[License-discuss] comprehensiveness (or not) of the OSI-approved list

Nicholas Matthew Neft Weinstock nweinsto at qti.qualcomm.com
Thu May 23 17:06:02 UTC 2019

Agreed.  I've been saying for a while (since I started participating on this board) that there needs to be clear recognition of the difference between the LICENSE and the PROGRAM, and make sure we're talking about the right thing.

Copyright ownership is more straightforward: Only one person is the owner of the Copyright covering the code, the person who created that code.  So if all contributors grant a Copyright license, you can reliably claim that the program's license gives all the Copyright rights a user needs.

But Patent ownership isn't like that.  It's not based on who created the code, it's based on who first invented the functionality.  If a program has functionality covered by a patent owned by a completely unrelated 3rd party, the program's license doesn't give all the Patent rights a user needs.  At best, you could claim that the program's license gives all the Patent rights FROM THE IDENTIFIED CONTRIBUTORS that a user needs.

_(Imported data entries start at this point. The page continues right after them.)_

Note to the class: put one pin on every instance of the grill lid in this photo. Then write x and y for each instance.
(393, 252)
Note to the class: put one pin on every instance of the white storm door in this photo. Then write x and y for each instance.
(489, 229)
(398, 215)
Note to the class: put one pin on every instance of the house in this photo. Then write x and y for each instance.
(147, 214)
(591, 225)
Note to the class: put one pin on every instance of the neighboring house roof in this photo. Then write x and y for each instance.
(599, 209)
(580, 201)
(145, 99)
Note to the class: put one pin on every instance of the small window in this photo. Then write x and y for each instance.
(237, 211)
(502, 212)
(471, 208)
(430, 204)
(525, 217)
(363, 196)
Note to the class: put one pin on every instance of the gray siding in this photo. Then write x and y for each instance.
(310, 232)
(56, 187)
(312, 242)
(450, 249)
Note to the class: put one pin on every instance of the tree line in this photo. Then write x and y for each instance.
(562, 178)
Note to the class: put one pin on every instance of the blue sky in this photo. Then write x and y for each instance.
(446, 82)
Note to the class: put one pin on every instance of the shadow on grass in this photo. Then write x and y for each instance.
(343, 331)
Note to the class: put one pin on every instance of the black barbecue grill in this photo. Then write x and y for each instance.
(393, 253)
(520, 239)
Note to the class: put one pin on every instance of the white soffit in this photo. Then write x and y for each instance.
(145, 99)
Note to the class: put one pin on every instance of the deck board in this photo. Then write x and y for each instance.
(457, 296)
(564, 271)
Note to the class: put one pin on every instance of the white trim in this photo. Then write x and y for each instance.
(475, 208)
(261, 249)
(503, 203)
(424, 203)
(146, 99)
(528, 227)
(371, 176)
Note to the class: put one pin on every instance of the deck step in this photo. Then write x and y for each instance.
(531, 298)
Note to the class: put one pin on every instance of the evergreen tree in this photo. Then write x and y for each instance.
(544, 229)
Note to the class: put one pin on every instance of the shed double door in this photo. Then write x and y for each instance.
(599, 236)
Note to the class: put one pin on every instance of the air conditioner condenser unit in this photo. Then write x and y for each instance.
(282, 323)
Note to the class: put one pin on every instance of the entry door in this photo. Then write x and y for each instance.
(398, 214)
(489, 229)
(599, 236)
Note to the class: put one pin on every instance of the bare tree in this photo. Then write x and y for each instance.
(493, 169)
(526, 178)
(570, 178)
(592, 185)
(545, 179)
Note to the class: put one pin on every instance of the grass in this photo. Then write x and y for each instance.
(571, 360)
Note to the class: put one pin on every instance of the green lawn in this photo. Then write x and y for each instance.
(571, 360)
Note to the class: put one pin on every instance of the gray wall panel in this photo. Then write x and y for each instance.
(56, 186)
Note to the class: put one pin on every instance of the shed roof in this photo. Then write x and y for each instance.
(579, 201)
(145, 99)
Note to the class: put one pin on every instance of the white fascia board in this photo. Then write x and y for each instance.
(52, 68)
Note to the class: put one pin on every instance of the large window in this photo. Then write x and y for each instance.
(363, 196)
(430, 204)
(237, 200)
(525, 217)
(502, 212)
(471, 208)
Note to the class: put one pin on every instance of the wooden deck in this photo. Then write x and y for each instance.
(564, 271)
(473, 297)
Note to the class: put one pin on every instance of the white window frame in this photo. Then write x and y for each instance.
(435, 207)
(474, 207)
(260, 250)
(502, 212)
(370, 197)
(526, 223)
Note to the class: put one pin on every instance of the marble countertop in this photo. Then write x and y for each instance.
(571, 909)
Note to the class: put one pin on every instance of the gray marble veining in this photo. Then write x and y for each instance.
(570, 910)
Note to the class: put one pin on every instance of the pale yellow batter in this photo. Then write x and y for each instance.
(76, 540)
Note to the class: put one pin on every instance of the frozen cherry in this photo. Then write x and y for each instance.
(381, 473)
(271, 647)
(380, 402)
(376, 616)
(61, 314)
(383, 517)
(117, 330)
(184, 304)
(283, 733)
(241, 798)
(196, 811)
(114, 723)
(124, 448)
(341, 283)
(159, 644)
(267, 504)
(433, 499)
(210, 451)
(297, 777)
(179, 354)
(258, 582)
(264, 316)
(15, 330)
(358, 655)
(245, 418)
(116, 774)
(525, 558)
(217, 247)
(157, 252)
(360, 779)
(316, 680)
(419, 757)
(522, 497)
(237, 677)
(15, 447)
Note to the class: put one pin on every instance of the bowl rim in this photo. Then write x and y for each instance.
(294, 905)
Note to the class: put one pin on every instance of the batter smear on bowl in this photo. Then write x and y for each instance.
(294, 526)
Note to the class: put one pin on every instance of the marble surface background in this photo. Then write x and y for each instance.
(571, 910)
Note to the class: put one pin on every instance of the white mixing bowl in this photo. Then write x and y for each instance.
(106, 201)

In reviewing the OSD, some sections explicitly reference the license, such as section 3, while others explicitly reference the program, such as section 2.  It's interesting to note that section 7, the one that Richard identified as relevant to the CC0 discussion, says "The rights attached to the program..." which isn't clearly either one.

Nicholas Weinstock


From: License-discuss <license-discuss-bounces at lists.opensource.org> On Behalf Of John Cowan
Sent: Thursday, May 23, 2019 5:06 AM
To: license-discuss at lists.opensource.org
Subject: Re: [License-discuss] comprehensiveness (or not) of the OSI-approved list

Even if this is true (and I don't yet concede it), the lack of a patent
release from the software author(s) isn't the biggest threat.
Anyone who releases code under an open-source license
probably isn't going to turn around and sue you for patent
infringement, though it's certainly possible.  The deep threat
comes from third parties, which is a risk that neither ther the
licensor nor the licensee can reasonably mitigate.
If we accept that patent infringement makes a piece of
software not open source, we are in this position:  if someone asks
"Is program X open source?" our only replies are "Definitely not"
and "Maybe."  A classification like that isn't very useful.  It's more
meaningful IMO to say that such a program *is* open source and
accept that not all open-source software is usable everywhere.